Recounting a recent night with one of her United Nations clients, Gabby says she was asked to wait in the car before the staffer snuck her into his U.N. compound. It was obvious the humanitarian knew what he was doing was wrong and was taking precautions to hide it, said Gabby, whom Devex will continue to refer to only by this name to protect her identity.

Devex spoke with several sex workers in Juba who shared that the sex trade in the capital is booming thanks in large part to international aid workers and U.N. staff: “I take advantage,” Gabby said. “They’re good clients, they give good money, better than anybody else.”

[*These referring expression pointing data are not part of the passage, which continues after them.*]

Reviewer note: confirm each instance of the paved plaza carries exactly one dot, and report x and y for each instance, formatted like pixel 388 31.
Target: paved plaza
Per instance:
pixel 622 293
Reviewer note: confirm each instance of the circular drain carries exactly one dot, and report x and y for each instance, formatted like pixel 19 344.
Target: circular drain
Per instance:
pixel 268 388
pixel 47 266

Not only is prostitution illegal in South Sudan according to the country’s penal code, it’s also against the U.N.s’ code of conduct as well as most NGOs’ ethical mandates. But civil societies in South Sudan say the country’s dire economic situation is driving people to prostitution, with women and girls selling their bodies to earn a living out of desperation.

“Well-paid people are fueling the sex worker industry in Juba,” said Edmund Yakani, executive director of Community Empowerment for Progress Organization, a national nonprofit. “NGOs and U.N agencies and top public officers are taking advantage of women and girls’ low access to income.”

"As a whole, there is a ‘culture’ in the humanitarian sector that has undertones of ethnocentrism, racism, and misogynism that need to be addressed and challenged,” Tim Berke, South Sudan’s country director for international NGO IsraAID, told Devex.